# ParaRef: a decontaminated reference database for parasite detection in ancient and modern metagenomic datasets

**Authors:** Jonas Niemann, Yuejiao Huang, Liam T. Lanigan, Arve L. Willingham Grijalba, Robert R. Dunn, Martin Sikora, Hannes Schroeder

PMC · DOI: 10.1186/s13059-025-03818-w · Genome Biology · 2025-10-23

## TL;DR

This paper introduces ParaRef, a cleaned reference database that improves the accuracy of detecting parasites in metagenomic data by reducing contamination.

## Contribution

The novel contribution is the creation of a decontaminated reference database for parasite detection in metagenomic datasets.

## Key findings

- Decontamination of parasite genomes significantly reduces false detection rates.
- ParaRef improves overall detection accuracy for parasite species in metagenomic data.

## Abstract

Shotgun metagenomics holds great potential for identifying parasite DNA in biological samples, but its effectiveness is limited by widespread contamination in publicly available reference genomes, which hinders accurate detection. In this study, we systematically quantify and remove contamination from 831 published endoparasite genomes to create ParaRef, a curated reference database for species-level parasite detection. We show that decontamination significantly reduces false detection rates and improves overall detection accuracy. Our study highlights the pervasive issue of contamination in public databases and offers a resource that will enhance the reliability of parasite detection using metagenomics.

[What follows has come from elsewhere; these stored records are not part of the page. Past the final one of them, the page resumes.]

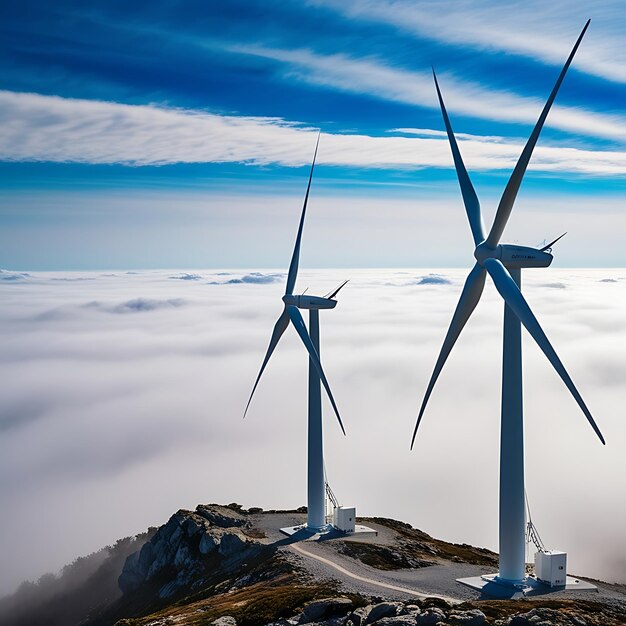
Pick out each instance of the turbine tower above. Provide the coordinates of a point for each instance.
(504, 262)
(316, 482)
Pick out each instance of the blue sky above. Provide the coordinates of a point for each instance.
(176, 134)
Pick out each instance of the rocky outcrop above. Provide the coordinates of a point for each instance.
(179, 555)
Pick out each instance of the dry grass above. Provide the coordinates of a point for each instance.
(252, 606)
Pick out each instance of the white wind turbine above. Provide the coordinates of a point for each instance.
(504, 262)
(316, 483)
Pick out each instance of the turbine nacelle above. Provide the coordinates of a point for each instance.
(309, 302)
(513, 256)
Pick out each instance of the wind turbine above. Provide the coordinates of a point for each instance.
(316, 482)
(504, 262)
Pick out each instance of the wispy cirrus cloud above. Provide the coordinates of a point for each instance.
(534, 29)
(370, 76)
(50, 128)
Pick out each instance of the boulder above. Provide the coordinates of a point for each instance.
(323, 609)
(384, 609)
(398, 620)
(225, 620)
(220, 515)
(430, 617)
(210, 540)
(232, 542)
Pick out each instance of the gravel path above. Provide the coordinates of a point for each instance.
(319, 556)
(368, 581)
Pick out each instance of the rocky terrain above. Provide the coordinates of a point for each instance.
(226, 566)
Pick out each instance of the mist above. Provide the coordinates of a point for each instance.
(122, 395)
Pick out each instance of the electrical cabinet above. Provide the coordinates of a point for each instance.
(551, 567)
(344, 519)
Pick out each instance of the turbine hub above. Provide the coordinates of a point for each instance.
(484, 252)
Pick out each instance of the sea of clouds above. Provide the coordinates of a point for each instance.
(122, 394)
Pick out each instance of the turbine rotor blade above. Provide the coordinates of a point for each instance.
(470, 296)
(552, 243)
(279, 328)
(301, 329)
(295, 258)
(510, 193)
(333, 293)
(517, 303)
(470, 199)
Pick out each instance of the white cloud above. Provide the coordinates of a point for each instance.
(533, 29)
(112, 422)
(49, 128)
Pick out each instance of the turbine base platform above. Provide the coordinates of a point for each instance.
(329, 531)
(492, 585)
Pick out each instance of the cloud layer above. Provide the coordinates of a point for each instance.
(112, 421)
(50, 128)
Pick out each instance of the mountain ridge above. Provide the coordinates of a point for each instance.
(224, 562)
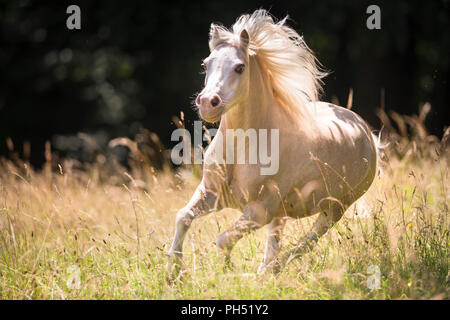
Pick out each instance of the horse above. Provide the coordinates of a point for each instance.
(261, 74)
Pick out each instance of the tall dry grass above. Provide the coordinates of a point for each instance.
(95, 231)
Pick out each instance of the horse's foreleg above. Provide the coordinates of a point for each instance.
(201, 203)
(255, 216)
(324, 222)
(274, 231)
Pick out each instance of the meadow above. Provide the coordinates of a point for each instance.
(86, 231)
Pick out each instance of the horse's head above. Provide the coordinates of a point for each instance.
(226, 75)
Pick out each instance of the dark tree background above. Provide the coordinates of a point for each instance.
(135, 64)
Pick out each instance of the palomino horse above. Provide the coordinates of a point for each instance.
(261, 75)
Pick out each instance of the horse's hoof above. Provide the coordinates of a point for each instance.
(228, 265)
(174, 268)
(273, 267)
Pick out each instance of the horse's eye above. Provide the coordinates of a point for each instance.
(240, 68)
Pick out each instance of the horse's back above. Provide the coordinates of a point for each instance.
(343, 160)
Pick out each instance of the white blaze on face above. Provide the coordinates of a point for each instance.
(225, 80)
(222, 77)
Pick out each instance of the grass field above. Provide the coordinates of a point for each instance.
(68, 233)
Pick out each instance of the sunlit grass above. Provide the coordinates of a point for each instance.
(116, 231)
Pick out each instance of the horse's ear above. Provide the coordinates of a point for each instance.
(213, 35)
(245, 39)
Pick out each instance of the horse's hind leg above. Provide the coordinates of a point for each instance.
(255, 216)
(274, 231)
(325, 220)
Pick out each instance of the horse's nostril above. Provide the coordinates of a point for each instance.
(215, 101)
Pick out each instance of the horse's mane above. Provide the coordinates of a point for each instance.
(293, 70)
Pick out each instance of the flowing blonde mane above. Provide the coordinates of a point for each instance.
(292, 68)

The online version contains supplementary material available at 10.1186/s13059-025-03818-w.

## Full-text entities

- **Genes:** cytochrome c oxidase subunit I [NCBI Gene 12354277]
- **Diseases:** schistosomiasis (MESH:D012552), Enterobius vermicularis (MESH:D017229), Ancylostoma ceylanicum (MESH:C538433), Schistosoma mansoni infection (MESH:D012555), gastrointestinal parasites (MESH:D005767), infection (MESH:D007239), hookworm (MESH:D006725), death (MESH:D003643), malaria (MESH:D008288), parasite infections (MESH:D010272)
- **Chemicals:** water (MESH:D014867), cytosine (MESH:D003596), GX (MESH:C001306), FCS (-)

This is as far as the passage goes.